Cicely Tyson Modeled Harlem Grace
The loss of the legendary actress reminds me of my treasured family’s history
Just minutes before I learned of Cicely Tyson’s death, my mom and I were on the phone singing her praises.
Mom wanted to borrow her new book, Just As I Am: A Memoir. I told her she absolutely could, but she’d have to take the cover off. My mom laughed; she is notoriously rough on books, and the cover art was just too exquisite to suffer any knick. She told me how much Ms. Tyson meant to her growing up in the ’60s and ’70s. The actress was one of the first to wear an afro in all its glory. During a time when the style was bashed by those who didn’t understand it, Ms. Tyson’s choice empowered my mom to know that her own ‘fro was a thing of beauty.

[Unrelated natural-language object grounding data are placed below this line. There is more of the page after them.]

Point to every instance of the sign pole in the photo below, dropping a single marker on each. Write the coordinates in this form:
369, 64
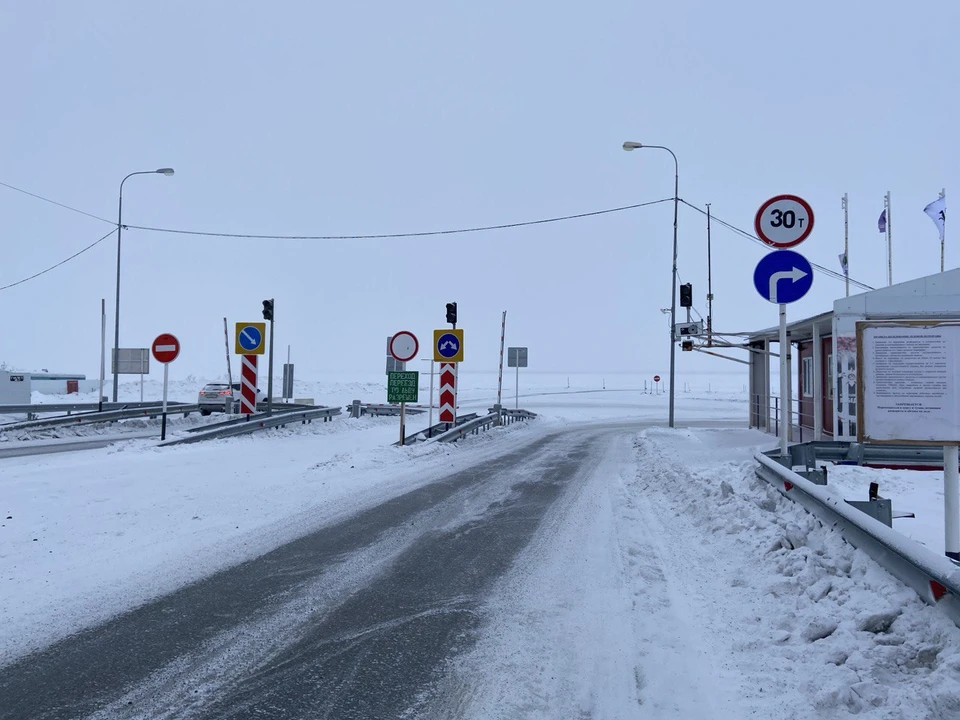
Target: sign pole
163, 422
503, 332
226, 346
517, 391
270, 364
103, 350
951, 501
432, 362
784, 381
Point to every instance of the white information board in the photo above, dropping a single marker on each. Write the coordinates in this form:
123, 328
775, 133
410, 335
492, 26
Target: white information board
910, 375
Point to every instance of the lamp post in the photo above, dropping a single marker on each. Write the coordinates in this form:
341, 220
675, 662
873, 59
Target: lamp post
673, 294
116, 328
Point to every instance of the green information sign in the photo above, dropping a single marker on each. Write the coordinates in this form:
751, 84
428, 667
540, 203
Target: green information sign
403, 386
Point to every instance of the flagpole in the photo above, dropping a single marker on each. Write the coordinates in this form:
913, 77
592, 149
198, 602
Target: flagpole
846, 242
943, 235
886, 206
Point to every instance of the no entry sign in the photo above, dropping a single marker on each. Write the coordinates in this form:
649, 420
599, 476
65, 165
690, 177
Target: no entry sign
404, 346
166, 348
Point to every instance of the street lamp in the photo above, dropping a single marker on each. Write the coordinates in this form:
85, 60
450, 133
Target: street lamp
116, 329
673, 294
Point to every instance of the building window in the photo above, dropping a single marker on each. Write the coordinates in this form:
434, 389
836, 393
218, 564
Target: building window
808, 377
830, 376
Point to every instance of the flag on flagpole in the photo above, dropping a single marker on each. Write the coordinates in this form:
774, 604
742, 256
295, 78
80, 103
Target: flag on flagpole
937, 211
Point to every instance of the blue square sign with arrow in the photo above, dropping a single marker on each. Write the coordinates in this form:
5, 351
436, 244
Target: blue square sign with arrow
783, 276
448, 345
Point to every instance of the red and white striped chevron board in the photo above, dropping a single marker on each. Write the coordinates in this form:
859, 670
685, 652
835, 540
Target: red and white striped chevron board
448, 392
248, 384
503, 334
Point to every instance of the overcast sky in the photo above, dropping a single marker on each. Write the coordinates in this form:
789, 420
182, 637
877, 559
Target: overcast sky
358, 118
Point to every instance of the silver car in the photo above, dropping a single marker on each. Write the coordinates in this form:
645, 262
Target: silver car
213, 396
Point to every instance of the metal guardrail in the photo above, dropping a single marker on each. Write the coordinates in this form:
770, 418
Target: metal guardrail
93, 418
243, 426
240, 419
470, 427
934, 578
21, 448
37, 408
512, 416
854, 453
357, 408
435, 429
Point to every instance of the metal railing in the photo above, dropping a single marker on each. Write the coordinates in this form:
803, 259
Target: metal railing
512, 416
357, 408
435, 429
34, 409
92, 418
801, 422
471, 427
253, 423
934, 578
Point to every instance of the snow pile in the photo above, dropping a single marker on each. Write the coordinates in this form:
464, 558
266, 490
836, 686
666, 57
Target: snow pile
789, 619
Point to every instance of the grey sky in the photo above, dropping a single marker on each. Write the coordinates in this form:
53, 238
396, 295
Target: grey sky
310, 118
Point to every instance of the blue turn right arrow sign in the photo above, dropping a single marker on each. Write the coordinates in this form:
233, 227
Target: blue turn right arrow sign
783, 276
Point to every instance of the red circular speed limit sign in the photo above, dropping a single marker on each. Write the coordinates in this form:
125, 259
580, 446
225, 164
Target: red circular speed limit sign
165, 348
784, 221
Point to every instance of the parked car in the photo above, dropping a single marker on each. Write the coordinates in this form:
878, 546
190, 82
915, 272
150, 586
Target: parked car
212, 396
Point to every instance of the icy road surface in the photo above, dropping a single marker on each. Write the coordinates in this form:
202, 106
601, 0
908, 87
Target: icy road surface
582, 571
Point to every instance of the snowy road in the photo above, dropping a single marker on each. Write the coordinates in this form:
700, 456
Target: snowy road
355, 620
600, 571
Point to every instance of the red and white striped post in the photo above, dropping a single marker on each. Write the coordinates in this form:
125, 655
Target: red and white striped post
448, 392
248, 384
503, 334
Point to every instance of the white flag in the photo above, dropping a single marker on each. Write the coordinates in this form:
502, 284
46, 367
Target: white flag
937, 210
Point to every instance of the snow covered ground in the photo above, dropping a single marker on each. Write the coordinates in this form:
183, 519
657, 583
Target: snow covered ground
671, 544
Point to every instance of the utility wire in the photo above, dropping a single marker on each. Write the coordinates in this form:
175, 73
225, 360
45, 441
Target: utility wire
58, 204
384, 236
53, 267
754, 238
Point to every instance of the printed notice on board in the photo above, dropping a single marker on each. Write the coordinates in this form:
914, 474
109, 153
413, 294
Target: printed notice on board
910, 376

My love of Ms. Tyson stretches a little further in history. From the moment I could understand the stories of a ’50s Harlem the elders of my family would share, I was completely transfixed. I’d shyly sit under the dinner table at Thanksgiving and listen to them share the stories of their childhood and teen years. It was an era when Harlem was entirely Black, from the people, to the culture, to the music in the streets. Ms. Tyson’s name would often come up, as would the late Diahann Caroll. My beloved Tati would talk about her friendship with a young James Baldwin and being tutored by Langston Hughes. When seeing Miles Davis, Sarah Vaughn, and Billie Holiday was the norm, in both jazz clubs and around the community. It’s a part of my family history that is so precious, one even impossible to imagine.

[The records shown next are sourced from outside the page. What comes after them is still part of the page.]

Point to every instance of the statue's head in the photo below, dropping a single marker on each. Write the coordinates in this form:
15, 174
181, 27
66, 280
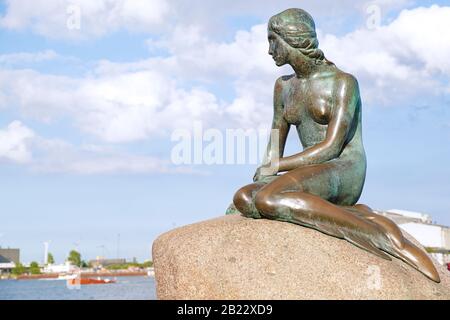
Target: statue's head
296, 28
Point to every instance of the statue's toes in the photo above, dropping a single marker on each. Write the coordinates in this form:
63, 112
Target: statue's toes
418, 259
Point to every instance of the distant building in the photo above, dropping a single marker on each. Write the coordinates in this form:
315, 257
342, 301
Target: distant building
8, 259
102, 262
60, 268
434, 237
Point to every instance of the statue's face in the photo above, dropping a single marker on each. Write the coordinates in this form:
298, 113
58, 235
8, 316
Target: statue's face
277, 49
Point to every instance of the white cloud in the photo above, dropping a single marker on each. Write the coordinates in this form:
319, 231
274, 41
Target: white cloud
28, 57
51, 17
20, 145
100, 17
113, 107
15, 143
121, 102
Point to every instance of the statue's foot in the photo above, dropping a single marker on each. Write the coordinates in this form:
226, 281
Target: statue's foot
399, 246
417, 258
233, 210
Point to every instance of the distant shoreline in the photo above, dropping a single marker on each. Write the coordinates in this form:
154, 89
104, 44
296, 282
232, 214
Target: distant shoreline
83, 275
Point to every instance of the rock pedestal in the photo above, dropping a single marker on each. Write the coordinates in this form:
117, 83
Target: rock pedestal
233, 257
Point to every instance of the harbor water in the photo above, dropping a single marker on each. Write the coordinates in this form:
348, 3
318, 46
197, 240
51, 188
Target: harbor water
126, 288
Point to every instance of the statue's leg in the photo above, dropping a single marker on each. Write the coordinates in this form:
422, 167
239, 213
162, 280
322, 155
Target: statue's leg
303, 196
402, 248
244, 198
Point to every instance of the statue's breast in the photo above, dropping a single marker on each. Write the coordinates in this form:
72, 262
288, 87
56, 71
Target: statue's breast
293, 113
319, 109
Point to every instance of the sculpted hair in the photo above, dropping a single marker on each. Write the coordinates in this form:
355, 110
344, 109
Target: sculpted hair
298, 29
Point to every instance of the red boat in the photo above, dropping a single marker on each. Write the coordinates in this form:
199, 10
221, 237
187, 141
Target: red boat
84, 281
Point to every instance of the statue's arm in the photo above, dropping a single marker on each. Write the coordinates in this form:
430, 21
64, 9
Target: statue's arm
280, 129
346, 97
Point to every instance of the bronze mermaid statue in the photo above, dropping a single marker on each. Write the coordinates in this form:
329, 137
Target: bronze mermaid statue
320, 186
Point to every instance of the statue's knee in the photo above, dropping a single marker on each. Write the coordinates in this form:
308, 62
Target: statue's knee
266, 203
242, 199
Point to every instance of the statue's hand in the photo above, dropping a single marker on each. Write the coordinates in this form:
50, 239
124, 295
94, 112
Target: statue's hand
257, 175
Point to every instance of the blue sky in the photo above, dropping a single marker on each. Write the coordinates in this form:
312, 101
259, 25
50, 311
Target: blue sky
86, 114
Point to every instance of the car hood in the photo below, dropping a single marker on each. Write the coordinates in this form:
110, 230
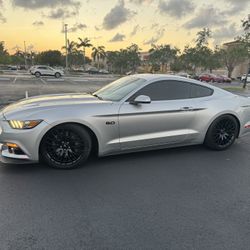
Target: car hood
50, 101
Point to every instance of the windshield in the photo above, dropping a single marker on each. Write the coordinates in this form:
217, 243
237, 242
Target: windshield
120, 88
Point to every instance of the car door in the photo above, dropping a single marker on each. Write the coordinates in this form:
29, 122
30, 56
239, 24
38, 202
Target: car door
168, 119
43, 70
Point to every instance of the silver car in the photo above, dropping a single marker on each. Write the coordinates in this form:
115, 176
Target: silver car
138, 112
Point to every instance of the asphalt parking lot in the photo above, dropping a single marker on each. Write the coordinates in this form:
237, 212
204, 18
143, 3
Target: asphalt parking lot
182, 198
14, 87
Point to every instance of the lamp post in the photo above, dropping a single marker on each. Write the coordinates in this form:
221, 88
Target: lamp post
25, 55
66, 45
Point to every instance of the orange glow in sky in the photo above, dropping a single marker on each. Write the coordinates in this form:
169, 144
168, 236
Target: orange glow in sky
117, 23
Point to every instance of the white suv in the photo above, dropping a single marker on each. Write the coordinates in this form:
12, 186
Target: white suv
42, 70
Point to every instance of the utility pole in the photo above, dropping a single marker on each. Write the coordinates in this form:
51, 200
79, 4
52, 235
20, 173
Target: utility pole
66, 45
25, 55
247, 29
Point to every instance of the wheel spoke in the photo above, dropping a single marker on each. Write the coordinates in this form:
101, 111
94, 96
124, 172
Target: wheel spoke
64, 146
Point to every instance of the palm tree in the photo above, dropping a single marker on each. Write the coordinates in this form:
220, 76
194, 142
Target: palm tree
84, 43
98, 53
246, 39
70, 49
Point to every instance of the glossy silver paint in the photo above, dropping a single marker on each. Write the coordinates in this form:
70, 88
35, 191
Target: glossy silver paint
120, 126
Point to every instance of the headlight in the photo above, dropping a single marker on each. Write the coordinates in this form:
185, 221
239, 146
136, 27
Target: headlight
24, 124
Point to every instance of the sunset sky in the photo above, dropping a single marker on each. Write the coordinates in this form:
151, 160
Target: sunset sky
118, 23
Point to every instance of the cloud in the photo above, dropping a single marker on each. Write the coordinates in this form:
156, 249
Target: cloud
61, 13
176, 8
141, 1
135, 30
37, 4
118, 15
76, 27
155, 25
226, 33
2, 18
97, 28
118, 38
236, 6
159, 34
38, 23
206, 17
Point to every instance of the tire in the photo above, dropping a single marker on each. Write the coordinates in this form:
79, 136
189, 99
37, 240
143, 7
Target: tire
37, 74
57, 75
222, 133
66, 146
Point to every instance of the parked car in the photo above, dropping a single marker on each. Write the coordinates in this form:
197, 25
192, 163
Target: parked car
243, 78
137, 112
92, 70
226, 78
183, 74
103, 71
41, 70
210, 78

And then there was the style. Tati’s clothes were tailored for decades — she’d often tease me for wearing something as simply made as jeans. Their intonations — words like “honey” and “sugar lum” — carried such sweetness and grace. Their lives were ones of dignity and massive self-worth, among bigotry outside of Harlem’s early years that I couldn’t imagine.
I know that Ms. Tyson has lived extraordinarily, and it’s only a reason to celebrate. But her memory is one I’ll carry with me because it was instilled in me by her peers.